Airport Security System Access Available for Just $10 on the Darknet

Researchers from McAfee have conducted a study on the range of so-called “RDP shops” in the darknet. These platforms sell access to various compromised systems, with anywhere from 15 to 40,000 different offers available on different marketplaces. The largest of these marketplaces include Ultimate Anonymity Service (UAS Shop), Blackpass, Flyded, and xDedic.

Comparing the Size of RDP Shops

In the UAS Shop, researchers discovered that access to the security systems of a major international airport in the United States could be purchased for just $10 (no, the cybercriminals didn’t forget to add a couple of zeros).

This particular “lot” naturally caught the attention of the specialists. Instead of buying the credentials from the criminals, the experts used Shodan to find the compromised Windows Server machine mentioned in the listing. The researchers note that attackers typically act in a similar way: they scan networks for systems open to RDP connections and then use brute-force tools like Hydra, NLBrute, or RDP Forcer to guess login credentials. Once they successfully obtain a username and password, they put them up for sale.

Upon reaching the Windows RDP login page, the specialists found two more accounts associated with two companies specializing in airport security. One company focuses on building automation and security, while the other specializes in video surveillance and related analytics.

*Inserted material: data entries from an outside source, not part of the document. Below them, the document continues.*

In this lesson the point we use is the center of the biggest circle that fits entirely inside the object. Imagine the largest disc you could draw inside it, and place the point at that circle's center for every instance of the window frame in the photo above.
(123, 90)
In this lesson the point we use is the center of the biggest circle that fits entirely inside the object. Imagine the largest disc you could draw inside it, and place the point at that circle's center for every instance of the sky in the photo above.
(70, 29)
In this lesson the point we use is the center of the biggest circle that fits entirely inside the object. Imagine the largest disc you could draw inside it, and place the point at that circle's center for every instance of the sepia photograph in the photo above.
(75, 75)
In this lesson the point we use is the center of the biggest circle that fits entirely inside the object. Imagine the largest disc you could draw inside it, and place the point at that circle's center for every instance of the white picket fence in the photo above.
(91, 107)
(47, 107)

The researchers state that they did not fully investigate the depth of access these accounts provided, but they note that compromising such systems could serve as an excellent foundation for attackers to continue their intrusion, using tools like Mimikatz to move further into the network.

Moreover, by examining other accounts, the experts discovered a domain likely linked to the airport’s automated transportation system—a passenger transport system that connects the terminals.